JCPS says it is 'crunched for time' on making changes to code of conduct

LOUISVILLE, Ky. (WDRB) -- After months of debate, revisions to the JCPS student code of conduct were unanimously approved by the school board on Tuesday night.

The new guidelines -- aimed at providing more clarity and equity in the way the school district addresses student behavior and discipline -- will take effect when school starts on Aug. 10.

Superintendent Donna Hargens says the revised code and student handbook "moves us away from reactionary and exclusionary practices and toward proactive approaches."

Katy Zeitz, a JCPS assistant superintendent who oversees the district's alternative schools, said the key to the revised code of conduct is "implementation with fidelity." In the past, some schools have handed out disciplinary action that wasn't consistent with revisions made to the code of conduct, she noted.
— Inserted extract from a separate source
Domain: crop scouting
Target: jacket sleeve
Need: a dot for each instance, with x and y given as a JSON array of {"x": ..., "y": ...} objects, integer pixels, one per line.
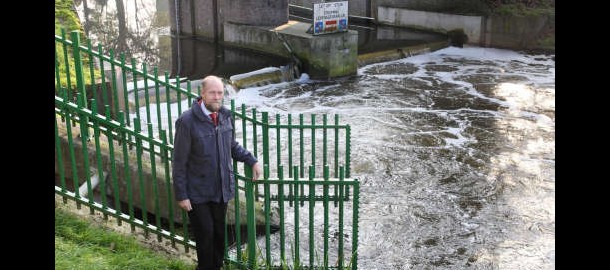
[{"x": 182, "y": 147}]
"This design will enable us to look more accurately at data, trends and concerns across schools to ensure the appropriate supports are provided to students, schools and staff," said Katy Zeitz, the JCPS assistant superintendent who oversees the district's alternative schools. "We want to ensure that our students are receiving similar consequences for similar behaviors."

School board members applauded Zeitz and other district officials for their efforts to address concerns that have been raised by some employees and community members, calling the seven-month process "hard and challenging at times."

"It's been hard because the issue is hard," said David Jones Jr., chairman of the school board.

Diane Porter, vice-chairwoman of the board, said she has lost sleep of the importance of the code of conduct changes.

"Yes, we are concerned about the safety of our children and the safety of our staff," Porter said. "This is about equity and fairness for kids."

The district's code of conduct committee -- a group of people selected by the district to revise conduct and discipline procedures every two years -- met from January through March and initially brought recommendations to the school board during an April 26 work session.

Following public outcry and protests over some of the recommendations, Hargens reconvened the committee in May to address fears and concerns that the district was reducing punishments for some offenses that typically removed thousands of students from class each year.

Zeitz said  added that there will be "weekly data pulls" to look at trends to see how the district can better support its schools.

In addition, district officials will be doing a better job at tracking offenses by grade level to ensure consequences are age appropriate, Zeitz said.

Board member Lisa Willner said she was happy with the changes, but one sticking point for her was the "developmental appropriateness on some of the consequences for pre-kindergarten students," and made a motion to remove short-term suspension for failure to respond to questions or requests from staff, which passed 6-1 with board member Linda Duncan voting in oppostion.

"If we are excluding children from class, there needs to be a really compelling reason," she said.

Some board members, employees and community members say they are worried the district is rushing into these revisions with only two weeks left before the start of the 2016-17 year. 

"There is a great deal of work that still needs to be done," said Barbara Boyd, a retired JCPS teacher who urged the school board to delay voting on code of conduct on Tuesday. "There is not enough time, we only have 14 more days before the start of school."

Hargens has insisted that there is enough time to train administrators and teachers on the new language and disciplinary actions outlined in the code. 

At the start of every school year, students and parents are tasked with reading the district's code of conduct, which describes how the district expects students to conduct themselves, as well as the consequences they can face if they misbehave. After they read the 48-page document, each of the 101,000 students -- and their parents -- must sign that they've read it.

One of the major changes between the current code of conduct is the elimination of the deliberate disruption category. Instead of having one general category, it's broken into nine more specific categories, such as talking out of class, horseplay and spitting.

Rashaad Abdur-Rahman, director of the city’s Office for Safe and Healthy Neighborhoods, was one of five people to address the school board about the changes.

"In many ways, this is a defining moment for JCPS," he said. "This is an opportunity to lead the country in terms of what it means to be a compassionate, data driven and equitable school district. "We have relied for too long on murky, subjective disciplinary categories like 'deliberate disruption' to remove children from classrooms."

Abdur-Rahman said "now is not the time for divisive fear mongering and irresponsible hyperbole about lawless schools."

"Now is the time to lean into the data, apply practices that are evaluated and proven and lead the country with the best school system imaginable."

Lawrence Wilbon with the Louisville Urban League encouraged JCPS officials to "strictly monitor the code of conduct within schools" to ensure consistency.